200 cars gathered at Zoo Lake

Uber and Taxify drivers joined forces early on Tuesday morning to protest the hiring of new drivers by the e-cab conglomerates. Striking drivers met at Zoo Lake in Johannesburg and dispatched participating members to various popular pick-up locations in a bid to convince online-drivers to join the protest action.

Sowetan Live reports that some non-conforming drivers had their cell phones confiscated and were prevented from collecting passengers.

While Times Live reports that dissenting Uber and Taxify drivers have commenced a ‘go-slow’ protest on the M1 highway North of Johannesburg, causing huge delays for motorists.

Uber and Taxify protesting drivers to deliver memorandums

Drivers from both companies are completing the go-slow all their way to their respective head offices, where they will be delivering a memorandum detailing their concerns.
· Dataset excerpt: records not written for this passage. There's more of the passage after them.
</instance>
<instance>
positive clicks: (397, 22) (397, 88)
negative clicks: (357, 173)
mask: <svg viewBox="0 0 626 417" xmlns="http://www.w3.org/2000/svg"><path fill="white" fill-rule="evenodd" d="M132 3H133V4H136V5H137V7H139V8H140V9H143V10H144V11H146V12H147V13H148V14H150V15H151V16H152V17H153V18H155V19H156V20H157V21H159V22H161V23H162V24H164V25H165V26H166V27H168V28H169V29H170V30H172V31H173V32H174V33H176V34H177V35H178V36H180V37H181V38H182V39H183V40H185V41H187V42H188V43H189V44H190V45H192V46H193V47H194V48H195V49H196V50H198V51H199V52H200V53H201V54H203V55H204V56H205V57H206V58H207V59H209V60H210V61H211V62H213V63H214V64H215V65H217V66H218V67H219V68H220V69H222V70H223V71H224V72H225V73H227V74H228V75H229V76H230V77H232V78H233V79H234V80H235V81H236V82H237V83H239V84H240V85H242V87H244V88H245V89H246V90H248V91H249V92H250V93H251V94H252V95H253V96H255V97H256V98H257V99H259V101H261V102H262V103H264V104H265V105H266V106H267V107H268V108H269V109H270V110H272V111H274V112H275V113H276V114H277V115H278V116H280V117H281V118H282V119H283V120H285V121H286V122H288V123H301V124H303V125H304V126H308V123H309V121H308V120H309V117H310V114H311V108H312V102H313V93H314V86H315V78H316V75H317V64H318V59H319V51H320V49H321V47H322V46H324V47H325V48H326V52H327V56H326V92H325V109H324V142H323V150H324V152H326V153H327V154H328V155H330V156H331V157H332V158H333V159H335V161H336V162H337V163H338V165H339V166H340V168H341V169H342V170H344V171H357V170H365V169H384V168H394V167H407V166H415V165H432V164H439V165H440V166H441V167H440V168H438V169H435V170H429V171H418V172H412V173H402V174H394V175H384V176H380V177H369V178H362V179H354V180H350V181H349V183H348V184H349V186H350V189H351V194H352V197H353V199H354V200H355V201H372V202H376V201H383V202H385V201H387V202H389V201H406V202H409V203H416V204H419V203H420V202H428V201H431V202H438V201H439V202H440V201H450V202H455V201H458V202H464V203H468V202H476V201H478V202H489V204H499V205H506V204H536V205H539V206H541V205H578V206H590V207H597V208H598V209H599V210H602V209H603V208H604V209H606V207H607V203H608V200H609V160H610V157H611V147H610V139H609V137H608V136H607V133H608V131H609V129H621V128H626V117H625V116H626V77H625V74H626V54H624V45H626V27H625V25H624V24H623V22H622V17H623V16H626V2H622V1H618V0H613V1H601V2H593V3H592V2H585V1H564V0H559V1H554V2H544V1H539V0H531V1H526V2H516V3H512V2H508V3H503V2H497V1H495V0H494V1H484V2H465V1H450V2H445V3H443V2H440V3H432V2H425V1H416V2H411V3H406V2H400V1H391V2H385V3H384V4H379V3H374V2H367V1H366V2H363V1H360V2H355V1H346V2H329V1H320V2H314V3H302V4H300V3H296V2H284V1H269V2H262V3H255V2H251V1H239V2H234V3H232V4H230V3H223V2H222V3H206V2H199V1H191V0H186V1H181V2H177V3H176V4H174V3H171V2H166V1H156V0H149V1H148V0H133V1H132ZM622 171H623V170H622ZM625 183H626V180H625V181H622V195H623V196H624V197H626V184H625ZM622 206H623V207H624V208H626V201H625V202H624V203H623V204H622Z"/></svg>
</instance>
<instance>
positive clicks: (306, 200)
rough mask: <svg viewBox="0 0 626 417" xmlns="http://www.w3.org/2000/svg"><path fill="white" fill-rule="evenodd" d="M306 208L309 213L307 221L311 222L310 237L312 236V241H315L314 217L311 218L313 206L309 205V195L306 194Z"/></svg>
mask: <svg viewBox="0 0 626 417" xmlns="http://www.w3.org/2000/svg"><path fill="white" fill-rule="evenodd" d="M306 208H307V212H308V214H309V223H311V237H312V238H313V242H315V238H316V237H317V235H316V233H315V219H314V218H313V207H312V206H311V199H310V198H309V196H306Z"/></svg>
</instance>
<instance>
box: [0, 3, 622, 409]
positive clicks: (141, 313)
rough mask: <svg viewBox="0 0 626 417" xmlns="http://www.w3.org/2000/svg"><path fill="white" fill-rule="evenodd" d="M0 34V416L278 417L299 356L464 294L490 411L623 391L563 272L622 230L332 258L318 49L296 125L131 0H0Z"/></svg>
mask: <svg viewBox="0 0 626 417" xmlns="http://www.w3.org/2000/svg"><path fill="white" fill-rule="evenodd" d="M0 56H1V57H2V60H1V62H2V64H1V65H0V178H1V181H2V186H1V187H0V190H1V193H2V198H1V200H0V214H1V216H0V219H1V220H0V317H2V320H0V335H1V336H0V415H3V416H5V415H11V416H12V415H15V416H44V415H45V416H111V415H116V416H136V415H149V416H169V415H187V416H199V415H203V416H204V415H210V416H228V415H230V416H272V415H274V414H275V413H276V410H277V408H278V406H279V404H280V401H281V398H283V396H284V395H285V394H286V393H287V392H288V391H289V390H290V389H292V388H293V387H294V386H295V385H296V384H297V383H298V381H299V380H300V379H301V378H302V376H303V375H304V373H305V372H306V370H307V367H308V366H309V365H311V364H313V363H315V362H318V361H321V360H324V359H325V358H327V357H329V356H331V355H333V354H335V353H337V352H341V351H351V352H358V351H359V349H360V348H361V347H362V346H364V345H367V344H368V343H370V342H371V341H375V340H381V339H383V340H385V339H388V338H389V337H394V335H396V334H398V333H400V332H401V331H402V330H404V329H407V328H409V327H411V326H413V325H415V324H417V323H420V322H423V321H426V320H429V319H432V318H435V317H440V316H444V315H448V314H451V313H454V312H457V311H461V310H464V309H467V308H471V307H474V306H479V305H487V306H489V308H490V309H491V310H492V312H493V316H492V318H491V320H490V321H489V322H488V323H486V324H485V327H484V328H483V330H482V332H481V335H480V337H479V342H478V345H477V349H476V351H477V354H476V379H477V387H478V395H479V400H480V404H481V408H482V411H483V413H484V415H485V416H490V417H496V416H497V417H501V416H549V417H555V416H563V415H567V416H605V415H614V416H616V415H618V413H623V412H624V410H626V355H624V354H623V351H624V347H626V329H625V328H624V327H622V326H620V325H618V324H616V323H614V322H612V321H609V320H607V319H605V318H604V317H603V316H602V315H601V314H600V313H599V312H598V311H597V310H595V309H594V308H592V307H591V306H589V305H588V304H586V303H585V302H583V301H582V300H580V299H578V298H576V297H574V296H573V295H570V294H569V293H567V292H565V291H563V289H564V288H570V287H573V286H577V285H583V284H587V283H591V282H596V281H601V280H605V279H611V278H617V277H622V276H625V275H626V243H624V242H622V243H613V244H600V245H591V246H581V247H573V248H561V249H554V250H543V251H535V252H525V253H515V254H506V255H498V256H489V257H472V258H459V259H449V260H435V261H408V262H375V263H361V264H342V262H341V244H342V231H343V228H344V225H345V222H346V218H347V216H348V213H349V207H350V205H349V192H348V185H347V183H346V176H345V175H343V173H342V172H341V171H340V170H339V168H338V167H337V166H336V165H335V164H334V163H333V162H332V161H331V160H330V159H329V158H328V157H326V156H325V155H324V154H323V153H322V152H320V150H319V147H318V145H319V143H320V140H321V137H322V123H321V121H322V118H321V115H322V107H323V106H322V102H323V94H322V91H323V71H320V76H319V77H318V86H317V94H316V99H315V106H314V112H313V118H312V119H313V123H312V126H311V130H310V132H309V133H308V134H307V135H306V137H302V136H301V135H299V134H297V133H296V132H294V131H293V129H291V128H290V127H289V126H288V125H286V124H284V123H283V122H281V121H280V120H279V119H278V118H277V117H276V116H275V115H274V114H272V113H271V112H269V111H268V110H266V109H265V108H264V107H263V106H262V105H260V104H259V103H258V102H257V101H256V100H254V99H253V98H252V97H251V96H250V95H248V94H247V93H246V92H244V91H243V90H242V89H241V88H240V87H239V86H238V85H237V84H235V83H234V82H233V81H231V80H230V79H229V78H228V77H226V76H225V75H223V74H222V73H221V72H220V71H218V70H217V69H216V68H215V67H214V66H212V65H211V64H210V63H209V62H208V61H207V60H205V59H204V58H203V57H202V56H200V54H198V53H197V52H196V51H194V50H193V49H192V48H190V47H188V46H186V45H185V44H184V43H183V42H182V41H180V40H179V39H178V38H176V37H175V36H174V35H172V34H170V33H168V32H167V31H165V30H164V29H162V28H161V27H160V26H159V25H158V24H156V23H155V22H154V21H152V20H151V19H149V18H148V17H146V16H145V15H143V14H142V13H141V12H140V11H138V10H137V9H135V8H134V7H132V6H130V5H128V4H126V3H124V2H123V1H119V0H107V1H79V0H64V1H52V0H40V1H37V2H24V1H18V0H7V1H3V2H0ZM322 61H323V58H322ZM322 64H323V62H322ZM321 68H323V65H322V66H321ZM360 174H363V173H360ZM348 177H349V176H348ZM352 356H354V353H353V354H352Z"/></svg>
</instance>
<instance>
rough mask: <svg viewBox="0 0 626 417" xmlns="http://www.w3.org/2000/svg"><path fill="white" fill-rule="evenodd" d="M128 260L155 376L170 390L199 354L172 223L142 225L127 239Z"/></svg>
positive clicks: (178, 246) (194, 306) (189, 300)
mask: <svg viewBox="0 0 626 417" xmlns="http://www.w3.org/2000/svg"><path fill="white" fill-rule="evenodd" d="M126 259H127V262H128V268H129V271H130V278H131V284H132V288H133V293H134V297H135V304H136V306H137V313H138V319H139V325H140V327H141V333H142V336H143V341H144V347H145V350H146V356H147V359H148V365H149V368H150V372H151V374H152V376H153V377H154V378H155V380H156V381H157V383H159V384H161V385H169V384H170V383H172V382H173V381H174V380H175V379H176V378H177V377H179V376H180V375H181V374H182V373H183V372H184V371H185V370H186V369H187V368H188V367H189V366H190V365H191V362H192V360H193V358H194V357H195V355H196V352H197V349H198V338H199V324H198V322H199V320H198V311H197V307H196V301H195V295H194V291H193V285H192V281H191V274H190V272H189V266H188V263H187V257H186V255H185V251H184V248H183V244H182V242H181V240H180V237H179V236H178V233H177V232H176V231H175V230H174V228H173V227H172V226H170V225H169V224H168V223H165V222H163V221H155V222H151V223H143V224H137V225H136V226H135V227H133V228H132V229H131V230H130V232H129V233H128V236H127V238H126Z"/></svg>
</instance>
Uber and Taxify: A long list of grievances

Protesting operators have various grievances which are addressed in the memorandums, but spoke to The Citizen concerning the main reasons behind the protest.

Vhatuka Mbelengwa, who represents an organisation involved in the strike known as the Groups Task Team, said:

“The fuel price is a national problem; we are simply saying that since the rise in the price we have seen no increases.”

Mbelengwa also complained about an influx of new drivers, saying that it spread the e-hailing pot too thin, and led to overworked conditions and increased vehicle maintenance.

Uber has released an official statement, stating:

“We respect driver-partners as valuable partners with a voice and a choice and we want driver-partners to feel they can talk to us about anything at any time.”

A text message regarding the proposed strike was circulated to Uber and Taxify drivers on Monday, it read:

“We are pleading with all drivers to go offline. If you are online, no one will be accountable for your loss, and your safety is not guaranteed.”

Both Uber and Taxify say they are willing to engage with drivers, and that their services are still available to commuters.